Barclays Equity Gilt Study
10 March 2014
The Barclays Equity Gilt Study (EGS), now in its 59th edition, is one of the most frequently quoted sources of long term stock market performance. Barclays’ data on UK investment performance goes back to 1899, giving it a perspective few can match. A good example is a table in the study that shows the inflation-adjusted performance of UK shares, gilts (government bonds) and cash (Treasury bills) for ten yearly periods starting in 1903, reproduced below in graphical form.
Source: Barclays Capital. Post-inflation returns, gross income reinvested.
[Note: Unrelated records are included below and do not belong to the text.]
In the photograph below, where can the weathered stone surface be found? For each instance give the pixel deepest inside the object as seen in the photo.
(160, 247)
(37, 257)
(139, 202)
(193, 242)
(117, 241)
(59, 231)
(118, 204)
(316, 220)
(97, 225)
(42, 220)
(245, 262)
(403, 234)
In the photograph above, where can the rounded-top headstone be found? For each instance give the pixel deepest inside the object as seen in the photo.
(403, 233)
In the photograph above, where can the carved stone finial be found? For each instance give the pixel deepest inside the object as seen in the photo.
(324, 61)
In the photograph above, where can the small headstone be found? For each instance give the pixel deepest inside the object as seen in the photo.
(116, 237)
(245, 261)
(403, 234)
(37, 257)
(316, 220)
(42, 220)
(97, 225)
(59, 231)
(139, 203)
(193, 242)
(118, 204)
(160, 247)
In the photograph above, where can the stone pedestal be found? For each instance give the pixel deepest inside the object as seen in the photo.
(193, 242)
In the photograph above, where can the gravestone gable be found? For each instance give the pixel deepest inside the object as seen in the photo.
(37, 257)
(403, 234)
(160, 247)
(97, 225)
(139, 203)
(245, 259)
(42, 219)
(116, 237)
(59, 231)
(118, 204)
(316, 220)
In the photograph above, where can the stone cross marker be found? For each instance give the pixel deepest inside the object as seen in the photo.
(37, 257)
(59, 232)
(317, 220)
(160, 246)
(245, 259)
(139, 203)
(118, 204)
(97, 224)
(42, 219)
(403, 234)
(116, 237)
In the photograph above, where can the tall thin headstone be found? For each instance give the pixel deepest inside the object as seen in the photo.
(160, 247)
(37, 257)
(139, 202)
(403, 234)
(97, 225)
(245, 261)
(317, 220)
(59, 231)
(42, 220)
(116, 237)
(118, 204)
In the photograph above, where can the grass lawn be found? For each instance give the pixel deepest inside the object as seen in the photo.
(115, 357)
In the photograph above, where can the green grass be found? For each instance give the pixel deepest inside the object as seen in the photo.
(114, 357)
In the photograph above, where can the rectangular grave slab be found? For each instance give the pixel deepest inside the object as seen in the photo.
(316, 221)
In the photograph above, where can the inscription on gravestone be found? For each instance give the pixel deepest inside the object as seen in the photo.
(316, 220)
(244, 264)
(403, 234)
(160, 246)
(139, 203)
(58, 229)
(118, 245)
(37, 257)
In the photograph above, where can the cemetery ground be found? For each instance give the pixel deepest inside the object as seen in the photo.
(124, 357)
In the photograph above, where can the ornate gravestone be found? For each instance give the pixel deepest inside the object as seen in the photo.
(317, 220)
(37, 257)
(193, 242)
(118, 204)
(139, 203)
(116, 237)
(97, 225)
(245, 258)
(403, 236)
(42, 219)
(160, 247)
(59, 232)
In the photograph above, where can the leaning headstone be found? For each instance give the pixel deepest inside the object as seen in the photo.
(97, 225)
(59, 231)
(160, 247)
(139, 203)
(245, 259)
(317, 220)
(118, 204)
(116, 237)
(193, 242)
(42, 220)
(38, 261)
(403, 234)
One surprising aspect of these numbers is that over the last ten years, to quote Barclays “Cash … delivered the worst returns since the stagflationary 1970s”. While inflation was memorably high in the 1970s and early 1980s – 1975 saw annual inflation of 24.9% – interest rates were also at peak levels – base rate reached 17% in 1979. In the last ten years inflation has been largely under control – if not within the Bank of England’s target – but the last five years of 0.5% base rates (see above) have hit post-inflation returns.
The value of your investment can go down as well as up and you may not get back the full amount you invested. Past performance is not a reliable indicator of future performance. Investing in shares should be regarded as a long-term investment and should fit in with your overall attitude to risk and financial circumstances.